Abstract
Obesity is a complex metabolic disease characterized by systemic metabolic and inflammatory dysregulation, yet the molecular signatures underlying these processes remain incompletely understood. Circulating microRNAs (miRNAs) have emerged as promising biomarkers capable of capturing systemic regulatory changes associated with obesity. In this study, we investigated whether machine learning (ML) could identify obesity-discriminative circulating miRNA signatures and assess their persistence following weight loss. Circulating miRNA profiles from lean individuals and individuals with obesity before and after a weight-loss intervention were analysed using ML-based classification frameworks combined with feature selection and multiple classifier models. Comparative analyses of miRNA signatures were further integrated with target gene interaction networks and pathway enrichment analyses to explore the biological processes associated with obesity and weight-loss responses. The ML models identified a small set of circulating miRNAs capable of distinguishing individuals with obesity from lean individuals both before and after weight loss. Comparative analyses revealed that some miRNAs showed partial normalization after weight reduction, whereas others remained persistently dysregulated. Network and pathway analyses suggested that persistent miRNA signals are linked to regulatory processes involved in immune-metabolic interactions and systemic metabolic control. These findings indicate that circulating miRNAs capture both reversible and persistent molecular components of obesity and may serve as informative biomarkers of obesity-related dysregulation. Overall, this work demonstrates the utility of ML for uncovering biologically meaningful miRNA signatures and provides new insight into the molecular complexity of obesity and its response to weight-loss interventions.

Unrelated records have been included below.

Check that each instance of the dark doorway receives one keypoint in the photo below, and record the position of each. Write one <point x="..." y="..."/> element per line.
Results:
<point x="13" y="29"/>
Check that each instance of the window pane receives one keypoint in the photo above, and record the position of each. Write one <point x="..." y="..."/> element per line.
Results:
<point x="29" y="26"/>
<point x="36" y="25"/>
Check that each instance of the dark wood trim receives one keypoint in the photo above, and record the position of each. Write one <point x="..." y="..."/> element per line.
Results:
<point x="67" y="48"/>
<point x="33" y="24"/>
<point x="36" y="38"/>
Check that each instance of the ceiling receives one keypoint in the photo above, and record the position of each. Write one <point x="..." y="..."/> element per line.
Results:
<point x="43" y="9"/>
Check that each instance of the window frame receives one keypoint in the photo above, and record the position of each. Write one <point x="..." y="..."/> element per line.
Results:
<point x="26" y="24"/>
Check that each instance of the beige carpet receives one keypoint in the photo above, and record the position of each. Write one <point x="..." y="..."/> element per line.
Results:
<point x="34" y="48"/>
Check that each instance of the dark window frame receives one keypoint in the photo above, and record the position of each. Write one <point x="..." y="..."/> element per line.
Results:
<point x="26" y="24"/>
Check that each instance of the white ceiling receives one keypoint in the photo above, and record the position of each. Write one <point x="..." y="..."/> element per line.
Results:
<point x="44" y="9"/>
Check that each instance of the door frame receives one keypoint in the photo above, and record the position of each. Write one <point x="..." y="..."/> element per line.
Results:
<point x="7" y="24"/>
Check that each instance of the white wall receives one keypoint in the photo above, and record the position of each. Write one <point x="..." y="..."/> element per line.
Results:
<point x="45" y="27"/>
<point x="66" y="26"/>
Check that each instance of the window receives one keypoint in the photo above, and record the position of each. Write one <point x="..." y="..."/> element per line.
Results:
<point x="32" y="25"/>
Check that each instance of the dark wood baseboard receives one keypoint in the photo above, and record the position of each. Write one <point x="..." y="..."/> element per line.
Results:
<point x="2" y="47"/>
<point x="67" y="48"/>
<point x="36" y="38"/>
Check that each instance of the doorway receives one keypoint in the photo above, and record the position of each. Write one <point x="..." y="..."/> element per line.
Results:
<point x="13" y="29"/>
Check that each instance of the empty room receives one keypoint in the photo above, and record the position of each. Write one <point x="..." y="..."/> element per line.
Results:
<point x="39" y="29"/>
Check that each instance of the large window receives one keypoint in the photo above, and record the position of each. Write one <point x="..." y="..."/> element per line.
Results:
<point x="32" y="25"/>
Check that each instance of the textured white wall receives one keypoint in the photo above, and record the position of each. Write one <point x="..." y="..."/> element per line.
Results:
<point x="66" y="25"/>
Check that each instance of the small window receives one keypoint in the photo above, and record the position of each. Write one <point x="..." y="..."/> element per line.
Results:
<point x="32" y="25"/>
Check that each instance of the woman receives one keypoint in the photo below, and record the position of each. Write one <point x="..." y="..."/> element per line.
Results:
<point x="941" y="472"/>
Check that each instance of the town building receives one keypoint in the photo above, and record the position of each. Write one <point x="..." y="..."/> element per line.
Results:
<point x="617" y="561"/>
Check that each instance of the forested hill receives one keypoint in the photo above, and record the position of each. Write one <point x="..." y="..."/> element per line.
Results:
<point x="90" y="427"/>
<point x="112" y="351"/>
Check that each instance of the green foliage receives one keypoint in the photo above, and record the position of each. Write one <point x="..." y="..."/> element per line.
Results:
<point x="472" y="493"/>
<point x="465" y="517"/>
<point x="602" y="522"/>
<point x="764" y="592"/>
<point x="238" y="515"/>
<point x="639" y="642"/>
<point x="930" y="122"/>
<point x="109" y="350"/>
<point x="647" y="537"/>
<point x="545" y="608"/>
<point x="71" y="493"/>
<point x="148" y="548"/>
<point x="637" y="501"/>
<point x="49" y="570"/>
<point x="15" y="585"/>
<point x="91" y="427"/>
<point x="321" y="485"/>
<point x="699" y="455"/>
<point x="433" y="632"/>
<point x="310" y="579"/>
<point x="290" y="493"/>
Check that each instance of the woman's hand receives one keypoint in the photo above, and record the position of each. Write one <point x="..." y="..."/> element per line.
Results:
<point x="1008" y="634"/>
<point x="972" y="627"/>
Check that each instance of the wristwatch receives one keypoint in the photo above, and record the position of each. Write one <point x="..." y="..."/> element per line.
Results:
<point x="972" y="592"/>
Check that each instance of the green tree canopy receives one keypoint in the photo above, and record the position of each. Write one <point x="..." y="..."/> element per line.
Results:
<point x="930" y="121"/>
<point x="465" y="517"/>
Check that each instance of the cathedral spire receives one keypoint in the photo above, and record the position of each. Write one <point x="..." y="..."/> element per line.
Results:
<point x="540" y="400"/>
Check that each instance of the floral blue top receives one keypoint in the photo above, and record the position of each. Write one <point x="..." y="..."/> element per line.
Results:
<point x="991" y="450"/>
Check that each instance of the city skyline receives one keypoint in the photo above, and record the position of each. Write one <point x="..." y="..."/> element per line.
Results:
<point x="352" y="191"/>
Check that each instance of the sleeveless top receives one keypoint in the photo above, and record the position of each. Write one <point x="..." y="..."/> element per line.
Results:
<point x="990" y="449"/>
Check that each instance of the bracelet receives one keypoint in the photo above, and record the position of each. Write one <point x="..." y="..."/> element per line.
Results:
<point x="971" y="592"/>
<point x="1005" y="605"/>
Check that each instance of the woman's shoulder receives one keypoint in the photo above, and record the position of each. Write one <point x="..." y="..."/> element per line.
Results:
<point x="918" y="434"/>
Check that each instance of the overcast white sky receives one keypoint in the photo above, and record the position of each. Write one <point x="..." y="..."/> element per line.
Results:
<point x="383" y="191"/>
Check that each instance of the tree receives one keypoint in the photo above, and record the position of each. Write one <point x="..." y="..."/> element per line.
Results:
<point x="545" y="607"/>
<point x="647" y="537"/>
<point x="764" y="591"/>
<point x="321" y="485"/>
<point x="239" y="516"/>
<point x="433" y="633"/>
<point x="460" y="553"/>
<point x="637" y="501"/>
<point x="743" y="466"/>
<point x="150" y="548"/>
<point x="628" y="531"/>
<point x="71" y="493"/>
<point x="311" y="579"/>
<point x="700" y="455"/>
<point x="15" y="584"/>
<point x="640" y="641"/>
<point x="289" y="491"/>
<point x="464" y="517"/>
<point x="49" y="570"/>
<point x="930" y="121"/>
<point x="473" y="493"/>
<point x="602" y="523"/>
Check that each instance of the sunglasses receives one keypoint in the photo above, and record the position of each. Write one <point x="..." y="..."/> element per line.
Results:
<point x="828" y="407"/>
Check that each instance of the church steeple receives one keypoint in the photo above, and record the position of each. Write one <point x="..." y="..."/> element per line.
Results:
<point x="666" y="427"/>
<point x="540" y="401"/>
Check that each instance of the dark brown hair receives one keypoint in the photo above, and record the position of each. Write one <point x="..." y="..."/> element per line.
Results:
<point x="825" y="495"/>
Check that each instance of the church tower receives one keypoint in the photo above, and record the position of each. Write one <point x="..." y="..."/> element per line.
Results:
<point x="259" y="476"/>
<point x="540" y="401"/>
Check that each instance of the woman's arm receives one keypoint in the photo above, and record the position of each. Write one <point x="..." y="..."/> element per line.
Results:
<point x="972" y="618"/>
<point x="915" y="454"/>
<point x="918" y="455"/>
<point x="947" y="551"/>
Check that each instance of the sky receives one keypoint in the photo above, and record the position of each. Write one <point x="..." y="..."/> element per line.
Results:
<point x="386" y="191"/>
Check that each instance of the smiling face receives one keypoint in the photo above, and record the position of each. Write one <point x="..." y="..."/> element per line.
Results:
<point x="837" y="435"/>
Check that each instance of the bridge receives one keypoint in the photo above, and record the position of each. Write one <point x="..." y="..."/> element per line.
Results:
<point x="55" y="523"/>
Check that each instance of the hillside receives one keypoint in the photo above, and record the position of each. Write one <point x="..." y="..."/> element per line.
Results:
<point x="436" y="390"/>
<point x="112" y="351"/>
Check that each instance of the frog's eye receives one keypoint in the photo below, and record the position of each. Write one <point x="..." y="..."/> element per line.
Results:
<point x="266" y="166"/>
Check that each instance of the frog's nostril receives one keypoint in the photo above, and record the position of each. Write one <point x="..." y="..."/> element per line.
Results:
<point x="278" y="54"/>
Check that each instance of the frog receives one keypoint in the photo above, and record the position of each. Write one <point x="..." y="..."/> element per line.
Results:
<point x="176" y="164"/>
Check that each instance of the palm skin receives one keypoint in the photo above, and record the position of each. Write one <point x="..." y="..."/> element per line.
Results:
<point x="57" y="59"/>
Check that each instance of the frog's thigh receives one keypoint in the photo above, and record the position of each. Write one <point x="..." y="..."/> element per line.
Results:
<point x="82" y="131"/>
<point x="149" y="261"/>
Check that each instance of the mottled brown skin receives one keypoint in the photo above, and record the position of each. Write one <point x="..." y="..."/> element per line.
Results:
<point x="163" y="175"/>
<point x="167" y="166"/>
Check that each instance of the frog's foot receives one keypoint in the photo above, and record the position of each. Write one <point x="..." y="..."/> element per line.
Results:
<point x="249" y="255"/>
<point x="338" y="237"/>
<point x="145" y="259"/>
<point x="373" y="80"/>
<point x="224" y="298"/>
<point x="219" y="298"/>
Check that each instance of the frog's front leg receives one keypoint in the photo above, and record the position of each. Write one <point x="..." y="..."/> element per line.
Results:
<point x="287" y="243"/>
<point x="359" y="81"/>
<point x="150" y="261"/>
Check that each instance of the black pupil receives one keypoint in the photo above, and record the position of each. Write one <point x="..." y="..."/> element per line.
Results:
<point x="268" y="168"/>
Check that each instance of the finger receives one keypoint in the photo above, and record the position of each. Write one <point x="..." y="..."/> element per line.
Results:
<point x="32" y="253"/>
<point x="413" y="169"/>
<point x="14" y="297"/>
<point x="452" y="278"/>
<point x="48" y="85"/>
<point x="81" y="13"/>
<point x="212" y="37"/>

KEY POINTS: Machine learning (ML) identified a minimal circulating microRNA (miRNA) signature that robustly discriminates obesity (baseline and following weight loss) from lean status, with performance comparable to transcriptomic models. Several miRNAs remained persistently dysregulated after weight loss, suggesting core obesity-related pathways and potential predisposition to weight regain. Other miRNAs normalized following weight loss, indicating reversible, metabolically responsive mechanisms (e.g. glucose regulation).